Figure 3.

Characterization of extracellular vesicles secreted by encapsulated W8B2⁺ CSCs. (A) Transduced W8B2+ cells expressing both the GlucB-IRES-GFP and sshBirA-IRES-mCherry vectors (W8B2⁺ CSC^{GlucB+sshBirA}), resulting in extracellular vesicles with GlucB and sshBirA labelled and biotinylated on the surface of the plasma membrane. (B) W8B2⁺ CSC^{GlucB+sshBirA} encapsulated within a TheraCyte device and expressing mCherry and GFP fluorescence proteins in vitro. (C, D) Gluc activity (C) and concentration of microvesicles (D) in conditioned media (50 µL and centrifuged at 500 g) harvested at 1, 2, and 3 days from W8B2⁺ CSC^{GlucB+sshBirA} cultured as monolayer (2D) or encapsulated within a TheraCyte device (3D). n = 3 independent experiments.
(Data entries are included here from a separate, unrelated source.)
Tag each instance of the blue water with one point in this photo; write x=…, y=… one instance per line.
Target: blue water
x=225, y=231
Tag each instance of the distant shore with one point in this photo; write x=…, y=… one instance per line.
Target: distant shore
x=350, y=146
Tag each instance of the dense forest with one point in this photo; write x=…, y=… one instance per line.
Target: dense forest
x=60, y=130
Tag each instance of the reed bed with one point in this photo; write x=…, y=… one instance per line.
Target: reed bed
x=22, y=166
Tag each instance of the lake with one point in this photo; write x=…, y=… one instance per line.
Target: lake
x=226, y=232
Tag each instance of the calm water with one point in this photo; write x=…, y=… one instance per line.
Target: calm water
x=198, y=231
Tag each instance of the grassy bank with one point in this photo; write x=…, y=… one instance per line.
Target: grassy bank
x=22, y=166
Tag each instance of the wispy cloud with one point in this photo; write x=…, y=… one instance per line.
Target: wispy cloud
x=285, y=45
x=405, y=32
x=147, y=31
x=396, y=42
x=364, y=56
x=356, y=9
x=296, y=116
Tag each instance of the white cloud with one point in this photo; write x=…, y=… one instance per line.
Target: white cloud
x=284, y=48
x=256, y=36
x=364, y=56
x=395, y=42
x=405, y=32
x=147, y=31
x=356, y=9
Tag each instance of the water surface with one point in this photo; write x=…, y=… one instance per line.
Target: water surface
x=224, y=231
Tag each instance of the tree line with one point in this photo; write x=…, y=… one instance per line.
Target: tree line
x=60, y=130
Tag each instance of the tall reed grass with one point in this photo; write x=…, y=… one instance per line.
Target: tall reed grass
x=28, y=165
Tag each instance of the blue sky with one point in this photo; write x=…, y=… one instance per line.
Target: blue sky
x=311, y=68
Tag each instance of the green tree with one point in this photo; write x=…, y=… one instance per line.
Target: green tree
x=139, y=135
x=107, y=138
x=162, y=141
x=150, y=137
Data are shown as mean ± SEM. *P < 0.05, ****P < 0.0001 by one-way ANOVA with Bonferroni post hoc test. (E, F) Nanoparticle tracking analysis showing the size distribution of EVs in conditioned media harvested at 1, 2, and 3 days from W8B2⁺ CSC^{GlucB+sshBirA} cultured as monolayer (E) or encapsulated within a TheraCyte device (F). (G) Size distribution of EVs in conditioned media harvested on Day 3 (∼1.5 mL and centrifuged at 2000 g followed by 110 000 g twice) from untransduced W8B2⁺ CSCs and W8B2⁺ CSC^{GlucB+sshBirA} encapsulated within a TheraCyte device. n = 3 independent experiments.